We had the chance to sit in on a lecture from Chef René Redzepi, chef and owner of the 2 star Michelin award-winning restaurant Noma, in Copenhagen, Denmark. Specializing in Nordic cuisine, Chef Reńe opened Noma in 2003, and has won the title of Best Restaurant in the World by San Pellegrino for the past 3 years. At Noma, Chef René and his staff cook and entice guests by structuring meals using the elements of land, sea, and soil.  They also live by the motto that nothing is inedible, well unless it is poison. During the lecture, Chef René touched upon foraging (the skill of searching for and gathering food), umami (considered to be one of the basic taste sensations), eating and utilizing bugs, and different cooking techniques.  Cooking with bugs has been one of Noma’s biggest distinctions and has definitely helped place them on the global culinary map. The use of bugs in the restaurant is one of Chef René’s masterpieces and displays a playfulness of food and the environment.
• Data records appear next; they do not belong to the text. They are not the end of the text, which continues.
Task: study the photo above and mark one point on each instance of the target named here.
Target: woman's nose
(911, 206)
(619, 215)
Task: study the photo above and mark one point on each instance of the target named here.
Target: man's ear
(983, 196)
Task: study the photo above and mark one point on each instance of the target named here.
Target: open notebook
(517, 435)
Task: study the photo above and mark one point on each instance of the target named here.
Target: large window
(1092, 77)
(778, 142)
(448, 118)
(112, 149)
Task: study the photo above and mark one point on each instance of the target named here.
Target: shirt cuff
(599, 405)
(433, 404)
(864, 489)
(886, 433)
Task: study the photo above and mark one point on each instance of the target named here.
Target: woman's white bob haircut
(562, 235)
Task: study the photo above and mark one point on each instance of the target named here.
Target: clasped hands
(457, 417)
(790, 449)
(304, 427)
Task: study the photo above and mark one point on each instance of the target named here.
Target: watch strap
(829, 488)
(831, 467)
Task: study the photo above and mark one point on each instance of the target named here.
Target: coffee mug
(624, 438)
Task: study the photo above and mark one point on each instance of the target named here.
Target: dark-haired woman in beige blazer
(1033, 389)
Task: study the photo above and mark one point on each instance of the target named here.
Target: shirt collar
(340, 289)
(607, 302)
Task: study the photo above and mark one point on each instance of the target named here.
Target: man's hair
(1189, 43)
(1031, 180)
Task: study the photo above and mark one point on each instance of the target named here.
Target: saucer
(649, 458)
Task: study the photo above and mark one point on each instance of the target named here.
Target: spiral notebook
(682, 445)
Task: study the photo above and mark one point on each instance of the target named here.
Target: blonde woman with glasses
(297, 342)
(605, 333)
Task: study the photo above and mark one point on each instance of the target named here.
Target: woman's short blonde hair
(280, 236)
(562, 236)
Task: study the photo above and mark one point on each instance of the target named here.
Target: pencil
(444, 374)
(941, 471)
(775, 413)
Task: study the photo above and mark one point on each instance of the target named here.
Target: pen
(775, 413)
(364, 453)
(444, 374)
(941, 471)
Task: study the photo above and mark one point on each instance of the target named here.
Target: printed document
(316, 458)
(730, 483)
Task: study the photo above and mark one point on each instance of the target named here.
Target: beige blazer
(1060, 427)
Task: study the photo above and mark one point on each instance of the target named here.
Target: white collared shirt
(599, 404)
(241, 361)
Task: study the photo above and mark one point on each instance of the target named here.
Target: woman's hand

The biggest theme of the night was to think beyond what we consider “normal.” Who decides what we eat? What should we be eating?  The fun part came when we were handed snack bags, but were instructed not to open them until we were told otherwise. Once instructed to open them, we tasted pureed ants in olive oil, a dried fermented mushroom, pickled rose hip, and crickets that were liquified like soy sauce. I wasn’t expecting to eat ants and crickets that day—or on any day for that matter—but to my pleasant surprise, the ants had a strong lemon flavor, reminding me of what lemon zest would taste like and the crickets really did taste like traditional soy sauce. This just goes to show you that cooking is more than simply placing food on a plate. Chef René and his talented staff at Noma are constantly challenging boundaries and encouraging us to have an open mind, not just out the foods we eat, but about the edible world we live in.